South Korean retail cryptocurrency investors are still extremely active and increased their holdings in 2018, shows a survey of the Korean Investors Protection Foundation, cited by Arirang News. On average, respondents in the survey held about $6,000 in cryptocurrency, although some age groups were more active.
Investors in the 50-year-old group had more than $11,000 in crypto holdings, and most investors increased their holdings in 2018. There are still skeptics, who are avoiding any investment in digital assets, the survey shows.
South Korean regulators have been careful about risky investments, as retail investors have been hurt in the past by schemes unrelated to digital assets. In the past year, the bear market led to reports of dramatic personal losses. South Korea also banned local token sales, but even this move failed to discourage investors.
Based on Coinlib data, around $20 million’s equivalent flows into the Bitcoin (BTC) markets each day. The amount is relatively small compared to Tether (USDT) inflows.
The Bithumb exchange, the most popular regional market, saw volumes above $880 million in the past 24 hours. Korean trading supports a different mix of assets, where Dash (DASH) is the most active coin. More than 58% of Bithumb activity is centered around DASH, which trades at around $127, with a slight premium over other exchanges. But DASH activity has been excluded from the general reporting, as being anomalous and skewed by the Korean markets.

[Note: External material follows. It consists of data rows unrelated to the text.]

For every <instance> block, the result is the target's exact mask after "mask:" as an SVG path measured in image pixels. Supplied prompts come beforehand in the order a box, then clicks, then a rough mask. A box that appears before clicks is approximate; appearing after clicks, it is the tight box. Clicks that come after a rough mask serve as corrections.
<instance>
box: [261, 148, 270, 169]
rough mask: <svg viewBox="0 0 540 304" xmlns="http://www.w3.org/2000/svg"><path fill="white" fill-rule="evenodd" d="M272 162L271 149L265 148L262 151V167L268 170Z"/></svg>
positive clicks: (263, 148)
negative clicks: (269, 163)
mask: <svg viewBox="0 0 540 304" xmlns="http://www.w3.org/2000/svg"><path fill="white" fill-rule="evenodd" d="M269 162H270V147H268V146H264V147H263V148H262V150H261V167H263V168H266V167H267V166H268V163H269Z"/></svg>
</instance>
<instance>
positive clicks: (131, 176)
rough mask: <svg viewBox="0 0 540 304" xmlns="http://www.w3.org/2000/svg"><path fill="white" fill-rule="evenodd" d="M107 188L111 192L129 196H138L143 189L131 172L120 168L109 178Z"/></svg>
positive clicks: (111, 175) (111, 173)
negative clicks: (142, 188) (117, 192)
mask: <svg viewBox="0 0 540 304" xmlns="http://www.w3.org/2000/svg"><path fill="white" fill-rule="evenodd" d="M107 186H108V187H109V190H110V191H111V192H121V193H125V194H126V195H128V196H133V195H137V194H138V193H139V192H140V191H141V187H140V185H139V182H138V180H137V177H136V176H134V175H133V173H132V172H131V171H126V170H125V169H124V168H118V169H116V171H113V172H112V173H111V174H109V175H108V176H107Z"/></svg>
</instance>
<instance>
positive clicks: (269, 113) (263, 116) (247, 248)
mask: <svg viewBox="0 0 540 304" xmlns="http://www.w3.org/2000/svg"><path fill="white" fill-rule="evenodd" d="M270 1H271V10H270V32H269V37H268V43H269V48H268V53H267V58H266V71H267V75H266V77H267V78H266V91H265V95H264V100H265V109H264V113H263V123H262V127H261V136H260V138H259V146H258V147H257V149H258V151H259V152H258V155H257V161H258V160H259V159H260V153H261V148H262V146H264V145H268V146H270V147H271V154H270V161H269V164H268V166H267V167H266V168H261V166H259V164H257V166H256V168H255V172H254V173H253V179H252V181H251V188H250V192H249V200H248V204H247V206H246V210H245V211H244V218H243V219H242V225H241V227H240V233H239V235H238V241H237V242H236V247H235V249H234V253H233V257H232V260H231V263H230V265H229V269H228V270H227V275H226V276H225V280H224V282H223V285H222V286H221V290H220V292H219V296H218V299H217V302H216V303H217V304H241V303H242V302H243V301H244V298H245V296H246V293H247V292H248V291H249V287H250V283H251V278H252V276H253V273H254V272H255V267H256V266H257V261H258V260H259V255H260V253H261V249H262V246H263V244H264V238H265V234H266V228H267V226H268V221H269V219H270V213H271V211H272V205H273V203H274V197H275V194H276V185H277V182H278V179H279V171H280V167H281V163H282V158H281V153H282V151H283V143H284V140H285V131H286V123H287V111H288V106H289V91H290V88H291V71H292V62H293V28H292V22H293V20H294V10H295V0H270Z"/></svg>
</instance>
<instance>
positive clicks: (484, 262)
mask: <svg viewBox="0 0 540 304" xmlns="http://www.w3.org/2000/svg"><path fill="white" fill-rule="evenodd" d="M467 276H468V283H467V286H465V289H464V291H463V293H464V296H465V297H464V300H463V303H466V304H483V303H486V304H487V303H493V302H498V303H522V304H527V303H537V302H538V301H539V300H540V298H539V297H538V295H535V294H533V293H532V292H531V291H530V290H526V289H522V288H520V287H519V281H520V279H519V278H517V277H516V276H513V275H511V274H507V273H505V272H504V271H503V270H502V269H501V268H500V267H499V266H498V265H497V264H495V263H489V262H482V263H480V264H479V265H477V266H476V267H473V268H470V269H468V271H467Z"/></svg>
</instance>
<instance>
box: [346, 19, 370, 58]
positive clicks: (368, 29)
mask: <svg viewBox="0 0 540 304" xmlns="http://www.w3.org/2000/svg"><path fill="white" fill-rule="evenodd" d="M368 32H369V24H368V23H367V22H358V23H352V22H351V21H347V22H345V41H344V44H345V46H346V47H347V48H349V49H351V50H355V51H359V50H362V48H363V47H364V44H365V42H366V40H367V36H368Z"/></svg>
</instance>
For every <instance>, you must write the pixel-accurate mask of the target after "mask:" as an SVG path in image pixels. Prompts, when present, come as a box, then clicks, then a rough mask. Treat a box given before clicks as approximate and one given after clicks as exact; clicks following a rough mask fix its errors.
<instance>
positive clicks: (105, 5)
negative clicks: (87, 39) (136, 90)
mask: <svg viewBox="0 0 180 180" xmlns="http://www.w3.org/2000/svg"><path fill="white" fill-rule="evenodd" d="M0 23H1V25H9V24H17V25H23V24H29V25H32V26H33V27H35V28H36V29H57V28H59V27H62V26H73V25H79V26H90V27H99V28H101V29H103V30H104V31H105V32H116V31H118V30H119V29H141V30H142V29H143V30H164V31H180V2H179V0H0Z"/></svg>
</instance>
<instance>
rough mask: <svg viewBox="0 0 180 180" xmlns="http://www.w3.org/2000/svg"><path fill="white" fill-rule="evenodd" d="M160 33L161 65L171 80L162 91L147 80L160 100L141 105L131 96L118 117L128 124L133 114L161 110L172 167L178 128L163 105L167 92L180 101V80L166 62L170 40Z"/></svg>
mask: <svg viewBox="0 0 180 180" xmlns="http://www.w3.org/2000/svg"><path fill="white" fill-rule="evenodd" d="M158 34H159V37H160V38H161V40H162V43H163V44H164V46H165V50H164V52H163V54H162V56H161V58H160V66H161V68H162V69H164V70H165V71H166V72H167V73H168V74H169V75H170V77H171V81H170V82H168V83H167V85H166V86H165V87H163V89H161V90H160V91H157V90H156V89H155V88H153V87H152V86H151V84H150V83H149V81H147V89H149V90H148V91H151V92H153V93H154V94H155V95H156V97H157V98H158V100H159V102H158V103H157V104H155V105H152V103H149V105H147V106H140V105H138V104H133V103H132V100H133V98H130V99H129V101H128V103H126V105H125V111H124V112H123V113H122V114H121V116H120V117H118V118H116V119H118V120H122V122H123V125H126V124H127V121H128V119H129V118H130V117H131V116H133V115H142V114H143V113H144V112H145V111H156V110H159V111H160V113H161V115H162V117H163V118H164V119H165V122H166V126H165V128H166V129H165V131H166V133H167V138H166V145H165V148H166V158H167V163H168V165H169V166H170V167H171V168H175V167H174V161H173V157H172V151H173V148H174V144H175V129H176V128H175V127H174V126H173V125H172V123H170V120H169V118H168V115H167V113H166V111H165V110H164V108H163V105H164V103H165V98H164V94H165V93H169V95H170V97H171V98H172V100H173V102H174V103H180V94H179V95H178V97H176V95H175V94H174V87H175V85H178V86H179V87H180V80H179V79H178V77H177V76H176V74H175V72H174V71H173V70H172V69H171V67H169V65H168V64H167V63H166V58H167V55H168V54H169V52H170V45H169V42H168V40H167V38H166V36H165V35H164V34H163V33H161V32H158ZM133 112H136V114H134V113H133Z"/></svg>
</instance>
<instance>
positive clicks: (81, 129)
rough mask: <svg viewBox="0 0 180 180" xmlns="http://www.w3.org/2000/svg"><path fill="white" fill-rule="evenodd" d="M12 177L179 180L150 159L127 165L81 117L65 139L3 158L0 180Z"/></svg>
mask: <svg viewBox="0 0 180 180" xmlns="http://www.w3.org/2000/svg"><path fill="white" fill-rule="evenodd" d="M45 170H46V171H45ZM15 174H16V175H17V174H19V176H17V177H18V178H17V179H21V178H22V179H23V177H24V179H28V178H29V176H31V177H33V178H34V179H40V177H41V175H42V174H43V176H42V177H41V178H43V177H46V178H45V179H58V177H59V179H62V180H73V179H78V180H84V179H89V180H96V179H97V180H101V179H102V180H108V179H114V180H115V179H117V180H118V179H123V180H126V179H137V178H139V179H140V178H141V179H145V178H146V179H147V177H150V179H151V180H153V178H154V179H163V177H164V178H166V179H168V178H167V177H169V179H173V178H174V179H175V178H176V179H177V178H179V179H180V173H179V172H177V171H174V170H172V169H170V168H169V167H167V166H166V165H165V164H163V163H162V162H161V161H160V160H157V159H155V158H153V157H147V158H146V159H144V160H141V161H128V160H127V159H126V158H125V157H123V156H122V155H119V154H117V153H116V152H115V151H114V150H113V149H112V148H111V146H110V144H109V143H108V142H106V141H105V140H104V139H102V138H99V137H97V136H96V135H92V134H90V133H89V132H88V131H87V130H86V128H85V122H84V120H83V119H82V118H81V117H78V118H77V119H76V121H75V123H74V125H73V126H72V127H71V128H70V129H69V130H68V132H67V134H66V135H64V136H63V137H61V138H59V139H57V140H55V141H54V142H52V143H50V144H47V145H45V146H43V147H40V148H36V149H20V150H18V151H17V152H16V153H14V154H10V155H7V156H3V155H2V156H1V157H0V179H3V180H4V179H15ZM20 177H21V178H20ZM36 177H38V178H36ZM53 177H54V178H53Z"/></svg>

However, Korean trading is not helping boost BTC prices as it did in December 2017. Back then, Korean won prices for BTC reached the equivalent of above $20,000, and most assets traded with a “kimchi premium”. Now, the premium has shrunk to almost nothing, and some assets like Bitcoin Cash (BCH) have lost the hype and dramatic spikes based on activity in South Korea.
Despite the preserved retail interest, South Korea also saw the closing of several markets, including one of the largest operators, CoinNest.